Thursday, September 20, 2001

Altres personnel executives Dianne Boasso, facing left, and Kerry Kopp
talked to inmates and former inmates looking for jobs yesterday at the
state Department of Public Safety's fourth annual
job fair at McCoy Pavilion.

Inmates prepare
to enter tight
job market

Those ready to join the
work force face increased
competition for fewer

By Lisa Asato

Raylene Quinonez knows it will be tough to find a job when she is released from prison in two weeks.

Not only will she have to explain why she spent four years at the Women's Community Correctional Center, but she is also entering the job market at a time when Hawaii's leaders in government and business are meeting to devise a plan to head off a recession in the wake of last week's terrorist attacks.

"I'm just going to do what I have to do to get a job," said Quinonez, a 31-year-old mother of two. "Just because there's a crunch (on the economy) and just because I have a record, I can't say, 'I quit.' I've come too far. I've just got to keep pounding the pavement."
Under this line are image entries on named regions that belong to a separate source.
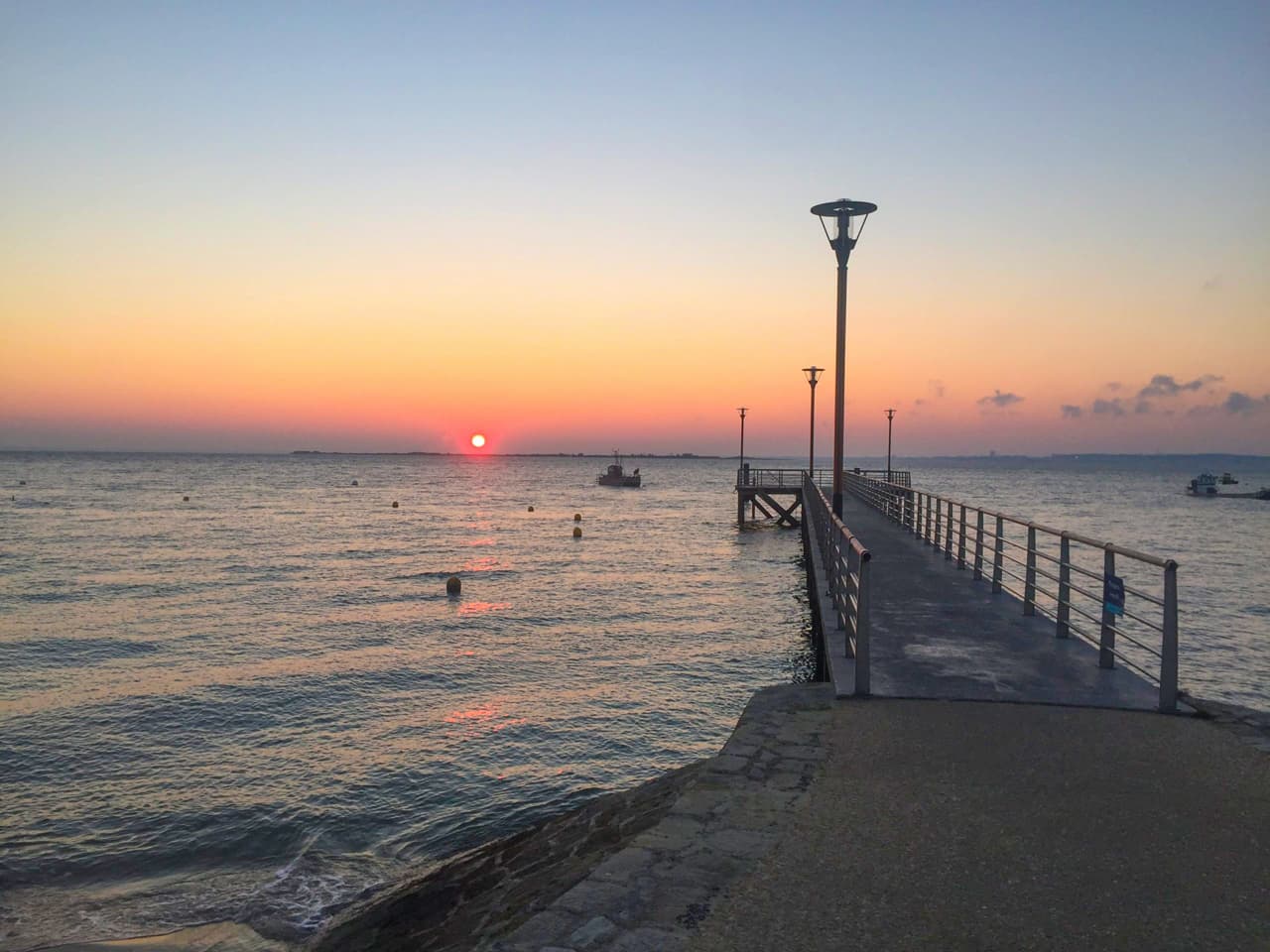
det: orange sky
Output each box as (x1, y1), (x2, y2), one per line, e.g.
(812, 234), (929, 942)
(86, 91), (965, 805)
(0, 2), (1270, 456)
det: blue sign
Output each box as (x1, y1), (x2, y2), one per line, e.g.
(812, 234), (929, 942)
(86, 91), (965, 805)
(1102, 575), (1124, 615)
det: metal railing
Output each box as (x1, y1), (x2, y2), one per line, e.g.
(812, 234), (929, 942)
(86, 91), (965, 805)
(845, 473), (1178, 711)
(803, 473), (871, 694)
(736, 466), (803, 489)
(736, 466), (912, 489)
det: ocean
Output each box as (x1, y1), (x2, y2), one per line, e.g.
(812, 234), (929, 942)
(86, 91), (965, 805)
(0, 453), (1270, 949)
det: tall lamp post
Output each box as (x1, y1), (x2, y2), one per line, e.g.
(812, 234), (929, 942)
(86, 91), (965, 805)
(803, 366), (825, 482)
(886, 409), (895, 482)
(812, 198), (877, 520)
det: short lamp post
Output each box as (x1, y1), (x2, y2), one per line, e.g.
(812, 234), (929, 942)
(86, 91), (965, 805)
(812, 198), (877, 520)
(803, 366), (825, 482)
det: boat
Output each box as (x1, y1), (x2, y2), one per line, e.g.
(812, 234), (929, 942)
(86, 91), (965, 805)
(1187, 470), (1218, 496)
(595, 449), (639, 489)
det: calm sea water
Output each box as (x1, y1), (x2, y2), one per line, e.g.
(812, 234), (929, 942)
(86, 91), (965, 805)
(0, 453), (1270, 949)
(0, 454), (812, 948)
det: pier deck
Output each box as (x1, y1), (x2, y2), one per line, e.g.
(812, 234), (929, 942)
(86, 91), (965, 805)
(826, 495), (1158, 711)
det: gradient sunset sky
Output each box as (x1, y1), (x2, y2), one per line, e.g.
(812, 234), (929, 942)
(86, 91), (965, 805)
(0, 1), (1270, 456)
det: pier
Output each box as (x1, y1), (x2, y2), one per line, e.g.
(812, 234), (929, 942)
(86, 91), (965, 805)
(736, 470), (1189, 712)
(310, 468), (1270, 952)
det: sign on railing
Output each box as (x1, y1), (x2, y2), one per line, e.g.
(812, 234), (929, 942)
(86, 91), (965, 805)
(844, 472), (1178, 711)
(803, 473), (871, 695)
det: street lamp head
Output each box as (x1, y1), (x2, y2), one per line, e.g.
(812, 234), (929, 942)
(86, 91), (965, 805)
(812, 198), (877, 267)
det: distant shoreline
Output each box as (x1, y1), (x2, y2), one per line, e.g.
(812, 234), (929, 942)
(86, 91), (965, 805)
(0, 447), (1270, 468)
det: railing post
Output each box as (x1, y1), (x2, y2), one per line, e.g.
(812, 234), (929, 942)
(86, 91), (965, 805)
(856, 552), (872, 697)
(944, 499), (952, 558)
(1054, 532), (1072, 639)
(974, 509), (983, 581)
(992, 516), (1006, 591)
(1160, 558), (1178, 712)
(1098, 542), (1115, 667)
(1024, 523), (1036, 615)
(956, 503), (965, 568)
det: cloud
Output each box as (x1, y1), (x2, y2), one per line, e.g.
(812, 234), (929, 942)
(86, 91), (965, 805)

Quinonez was one of 71 inmates and former inmates who attended the Department of Public Safety's fourth annual job fair yesterday. The men and women came to learn about obstacles they face, the types of jobs available, qualifications for those jobs and the realities of Hawaii's job market.
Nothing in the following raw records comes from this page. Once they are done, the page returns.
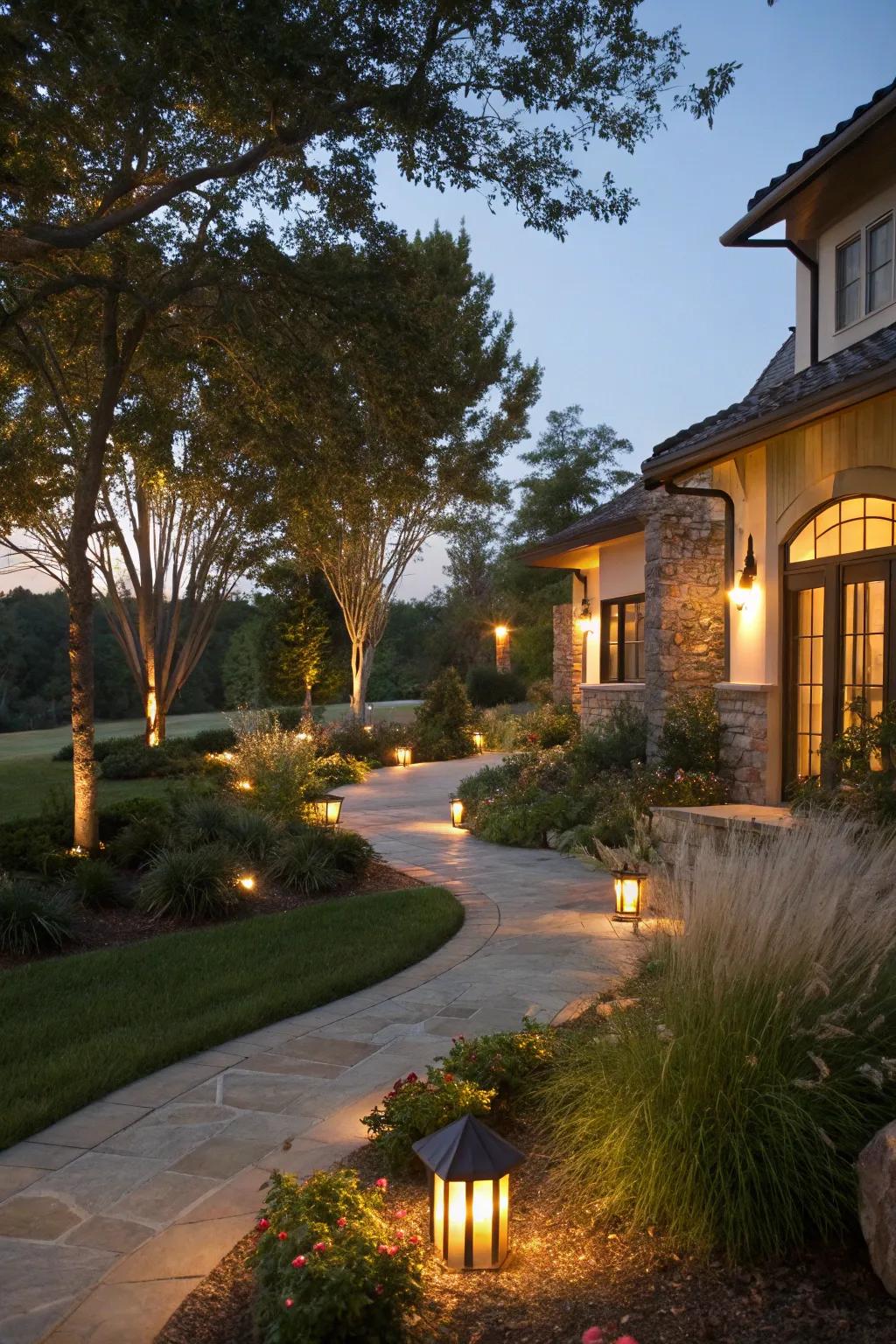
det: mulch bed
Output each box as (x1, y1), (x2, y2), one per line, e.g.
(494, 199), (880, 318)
(156, 1129), (896, 1344)
(0, 859), (421, 970)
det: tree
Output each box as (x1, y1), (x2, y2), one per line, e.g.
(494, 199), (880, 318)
(284, 228), (540, 717)
(0, 0), (735, 848)
(509, 406), (638, 543)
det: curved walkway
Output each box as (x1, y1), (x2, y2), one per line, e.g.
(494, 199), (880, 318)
(0, 758), (634, 1344)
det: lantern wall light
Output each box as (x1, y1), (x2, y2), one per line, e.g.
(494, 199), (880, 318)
(728, 532), (759, 612)
(304, 793), (342, 830)
(414, 1116), (525, 1269)
(612, 863), (648, 925)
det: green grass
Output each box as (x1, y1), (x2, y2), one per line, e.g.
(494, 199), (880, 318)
(0, 887), (464, 1149)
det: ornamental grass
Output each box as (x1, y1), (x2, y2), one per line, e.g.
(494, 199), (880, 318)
(544, 817), (896, 1261)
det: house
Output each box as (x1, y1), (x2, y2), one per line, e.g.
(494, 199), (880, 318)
(524, 80), (896, 804)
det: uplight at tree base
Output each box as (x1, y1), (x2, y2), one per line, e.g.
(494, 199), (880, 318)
(414, 1116), (525, 1269)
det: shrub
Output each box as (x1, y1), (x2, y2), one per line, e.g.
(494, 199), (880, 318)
(414, 668), (472, 760)
(542, 817), (896, 1259)
(439, 1018), (557, 1109)
(231, 712), (324, 820)
(466, 667), (525, 710)
(657, 691), (721, 773)
(0, 878), (74, 957)
(361, 1066), (494, 1172)
(253, 1169), (422, 1344)
(582, 700), (648, 772)
(70, 859), (121, 910)
(137, 844), (254, 920)
(269, 825), (374, 895)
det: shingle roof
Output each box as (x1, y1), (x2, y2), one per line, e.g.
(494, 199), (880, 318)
(522, 479), (649, 559)
(650, 323), (896, 472)
(747, 80), (896, 210)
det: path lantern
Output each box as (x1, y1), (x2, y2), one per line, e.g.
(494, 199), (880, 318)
(304, 793), (342, 830)
(414, 1116), (525, 1269)
(450, 798), (465, 830)
(612, 863), (648, 923)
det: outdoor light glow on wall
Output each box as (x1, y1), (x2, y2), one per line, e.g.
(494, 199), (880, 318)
(728, 532), (758, 612)
(414, 1116), (525, 1269)
(304, 793), (342, 830)
(452, 798), (464, 830)
(612, 863), (648, 922)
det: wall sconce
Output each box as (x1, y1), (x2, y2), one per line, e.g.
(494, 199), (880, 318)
(728, 532), (759, 612)
(612, 863), (648, 923)
(304, 793), (342, 830)
(414, 1116), (525, 1269)
(450, 798), (465, 830)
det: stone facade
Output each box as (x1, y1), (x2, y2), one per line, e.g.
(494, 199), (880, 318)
(645, 476), (728, 757)
(554, 602), (582, 710)
(716, 685), (774, 802)
(582, 682), (646, 729)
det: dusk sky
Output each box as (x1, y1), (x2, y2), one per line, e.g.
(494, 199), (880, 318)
(7, 0), (896, 597)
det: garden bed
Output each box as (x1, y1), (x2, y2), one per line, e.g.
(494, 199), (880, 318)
(156, 1129), (896, 1344)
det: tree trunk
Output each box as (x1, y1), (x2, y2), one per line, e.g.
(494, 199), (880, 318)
(352, 640), (374, 723)
(68, 536), (100, 850)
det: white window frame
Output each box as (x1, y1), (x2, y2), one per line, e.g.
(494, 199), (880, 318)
(834, 210), (896, 336)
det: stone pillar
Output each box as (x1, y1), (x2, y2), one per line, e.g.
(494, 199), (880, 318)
(645, 473), (727, 758)
(554, 602), (582, 712)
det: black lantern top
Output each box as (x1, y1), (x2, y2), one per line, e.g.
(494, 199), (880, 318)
(412, 1116), (525, 1180)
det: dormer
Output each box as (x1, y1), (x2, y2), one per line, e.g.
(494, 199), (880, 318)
(721, 80), (896, 372)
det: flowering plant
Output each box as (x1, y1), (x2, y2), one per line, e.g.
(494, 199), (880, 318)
(361, 1068), (494, 1171)
(253, 1169), (422, 1344)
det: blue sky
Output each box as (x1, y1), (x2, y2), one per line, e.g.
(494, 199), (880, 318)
(395, 0), (896, 597)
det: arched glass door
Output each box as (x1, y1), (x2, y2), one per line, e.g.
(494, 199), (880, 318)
(785, 494), (896, 783)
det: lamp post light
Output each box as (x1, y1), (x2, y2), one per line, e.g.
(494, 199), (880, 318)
(414, 1116), (525, 1269)
(304, 793), (342, 830)
(494, 625), (510, 672)
(612, 863), (648, 926)
(450, 798), (466, 830)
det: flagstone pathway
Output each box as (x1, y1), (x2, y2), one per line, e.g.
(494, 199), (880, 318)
(0, 758), (634, 1344)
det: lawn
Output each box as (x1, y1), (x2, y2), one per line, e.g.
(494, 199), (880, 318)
(0, 887), (464, 1149)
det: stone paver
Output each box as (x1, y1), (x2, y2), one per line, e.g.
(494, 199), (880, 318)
(0, 758), (634, 1344)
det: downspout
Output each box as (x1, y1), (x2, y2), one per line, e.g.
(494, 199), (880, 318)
(665, 481), (735, 682)
(733, 238), (818, 364)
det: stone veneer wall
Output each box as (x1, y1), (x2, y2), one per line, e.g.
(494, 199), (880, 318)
(645, 473), (727, 758)
(716, 685), (773, 802)
(554, 602), (582, 710)
(582, 682), (646, 729)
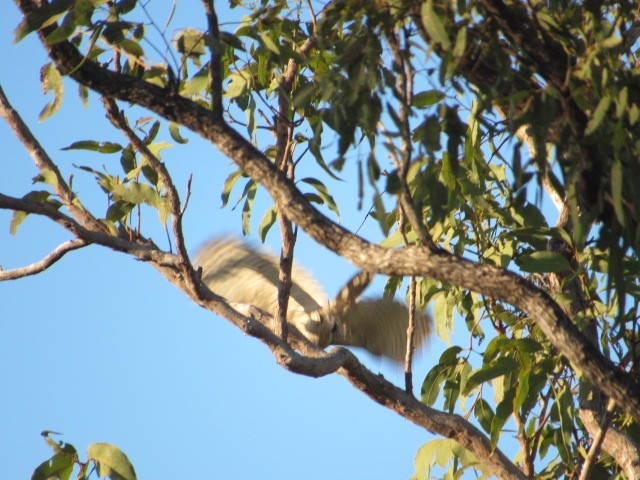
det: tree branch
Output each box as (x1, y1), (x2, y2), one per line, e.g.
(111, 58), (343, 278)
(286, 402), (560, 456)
(0, 240), (87, 282)
(102, 97), (196, 272)
(0, 82), (103, 230)
(16, 5), (640, 422)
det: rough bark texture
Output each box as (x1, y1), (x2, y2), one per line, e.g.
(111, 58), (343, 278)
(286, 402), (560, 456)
(7, 0), (640, 478)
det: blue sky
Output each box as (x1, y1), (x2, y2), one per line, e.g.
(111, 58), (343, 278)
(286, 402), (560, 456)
(0, 2), (460, 480)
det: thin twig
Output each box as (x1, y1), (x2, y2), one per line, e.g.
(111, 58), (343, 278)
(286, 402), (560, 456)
(202, 0), (228, 118)
(0, 86), (104, 231)
(102, 97), (191, 266)
(0, 240), (87, 281)
(578, 399), (615, 480)
(404, 277), (416, 395)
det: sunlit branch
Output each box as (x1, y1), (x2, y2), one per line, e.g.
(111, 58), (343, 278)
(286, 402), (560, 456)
(0, 240), (87, 281)
(0, 86), (102, 230)
(0, 193), (178, 269)
(18, 0), (640, 428)
(102, 97), (192, 276)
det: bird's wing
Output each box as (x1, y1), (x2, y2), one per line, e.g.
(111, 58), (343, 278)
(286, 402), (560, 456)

The market realities, however, are "pretty grim," said Norma McDonald, Oahu branch manager for the state Labor Department's Workforce Development Division.
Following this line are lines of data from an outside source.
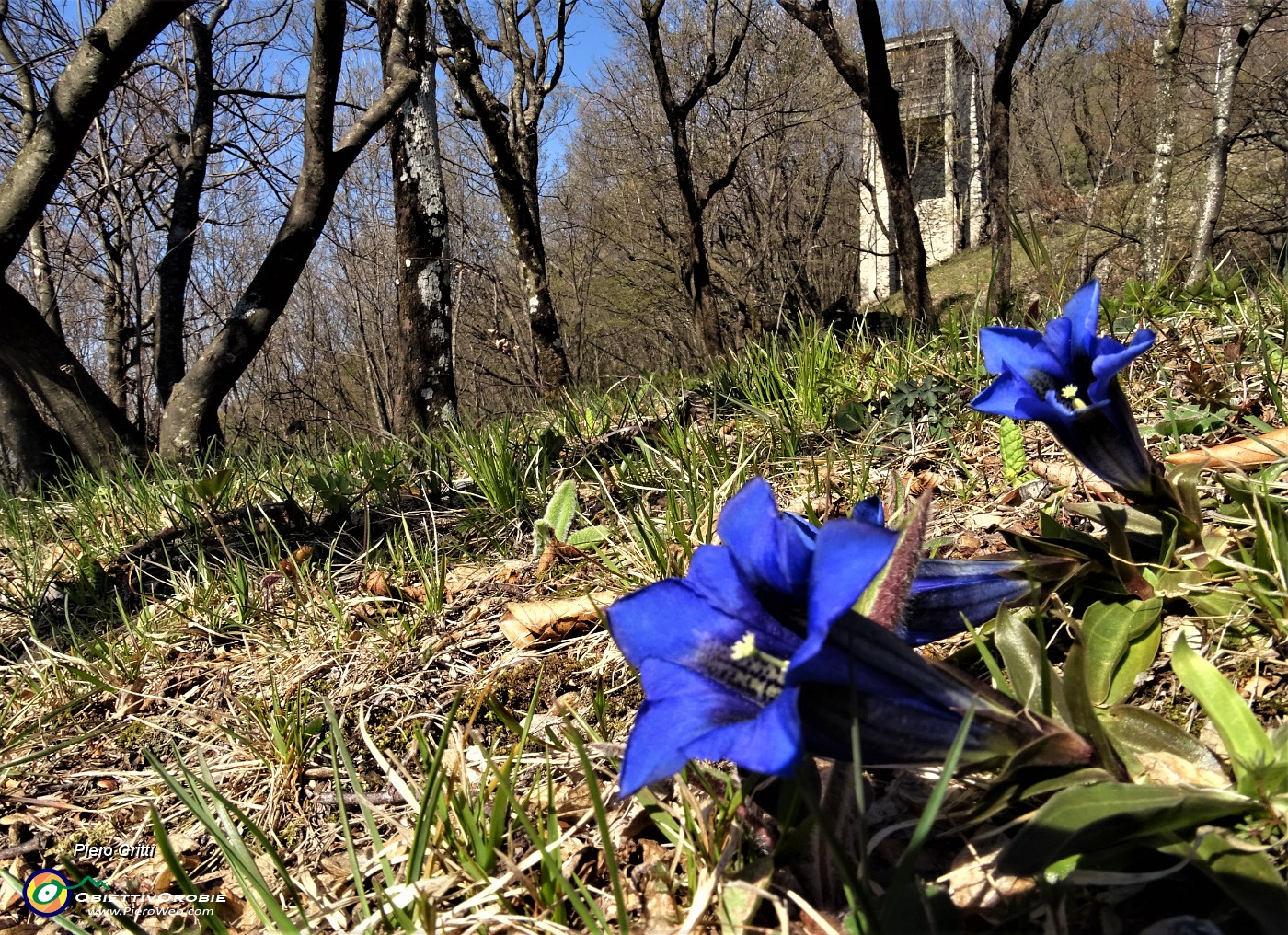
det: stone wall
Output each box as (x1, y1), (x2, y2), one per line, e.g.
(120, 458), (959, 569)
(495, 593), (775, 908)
(860, 29), (984, 300)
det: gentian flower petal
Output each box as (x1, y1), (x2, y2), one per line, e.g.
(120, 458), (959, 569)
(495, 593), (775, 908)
(979, 327), (1072, 387)
(1052, 280), (1100, 358)
(621, 658), (801, 796)
(1088, 329), (1154, 401)
(608, 563), (799, 671)
(716, 477), (811, 595)
(895, 559), (1033, 647)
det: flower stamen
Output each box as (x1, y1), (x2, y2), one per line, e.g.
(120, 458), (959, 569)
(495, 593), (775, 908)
(702, 631), (788, 702)
(1060, 383), (1087, 410)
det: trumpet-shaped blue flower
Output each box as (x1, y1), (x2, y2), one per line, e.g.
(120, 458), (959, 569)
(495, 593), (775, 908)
(608, 479), (1071, 794)
(718, 478), (1033, 647)
(972, 280), (1154, 496)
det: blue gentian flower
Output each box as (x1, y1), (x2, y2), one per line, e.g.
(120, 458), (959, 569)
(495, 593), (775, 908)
(608, 478), (1071, 794)
(718, 478), (1033, 647)
(608, 546), (804, 794)
(972, 280), (1154, 496)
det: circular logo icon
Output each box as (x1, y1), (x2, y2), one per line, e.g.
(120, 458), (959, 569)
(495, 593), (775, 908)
(22, 871), (71, 916)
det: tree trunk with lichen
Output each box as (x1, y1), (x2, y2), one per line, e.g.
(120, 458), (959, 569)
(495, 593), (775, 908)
(377, 0), (456, 435)
(1141, 0), (1189, 282)
(438, 0), (569, 396)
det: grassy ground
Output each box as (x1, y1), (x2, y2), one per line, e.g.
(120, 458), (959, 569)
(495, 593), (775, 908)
(0, 269), (1288, 932)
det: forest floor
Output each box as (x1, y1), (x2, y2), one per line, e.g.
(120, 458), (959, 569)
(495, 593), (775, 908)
(0, 265), (1288, 932)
"It's definitely going to be more difficult (for them to find a job) because the pool of job seekers is going to be that much larger because people are getting laid off," said McDonald, whose division partners with Oahu WorkLinks, a free public employment and training service that held a job-searching workshop at yesterday's fair.

"In the last year we were beginning to see the economy sort of pick up," McDonald said. "This is really a blow to the stomach, so to speak, for those entering the labor market with little work experience, with some of the barriers that society has set up for them."

Hawaiian Electric Co. taught attendees yesterday how to dress for interviews and walked them through mock interviews.

"Their willingness is tremendous," said Danny Ishii, HECO consultant for work force staffing and development. He said some of the ex-offenders meet the requirements for entry-level mail clerks but that "the job outlook is cautious right now."

HECO, which employs 1,300 people statewide, is not considering cutbacks, he said, but is "re-examining our staffing ... and not actively recruiting at this time."

"As a large employer we have a larger pool of candidates," he said. The inmates could be "one in 100 applying for a job" and have to distinguish themselves through their skills and knowledge.

Ray Makkonen, education supervisor at Oahu Community Correctional Center, said he is telling the inmates what he always tells them: to use their education during incarceration as a positive.

"We still tell them to expand on their experiences and the education they attained," he said. Inmates can receive training in computer technology and repair, food preparation and sewing, he said.

"We did have a girl who got hired today," he said, adding that eight others were asked to fill out applications at Waikiki Trader Corp.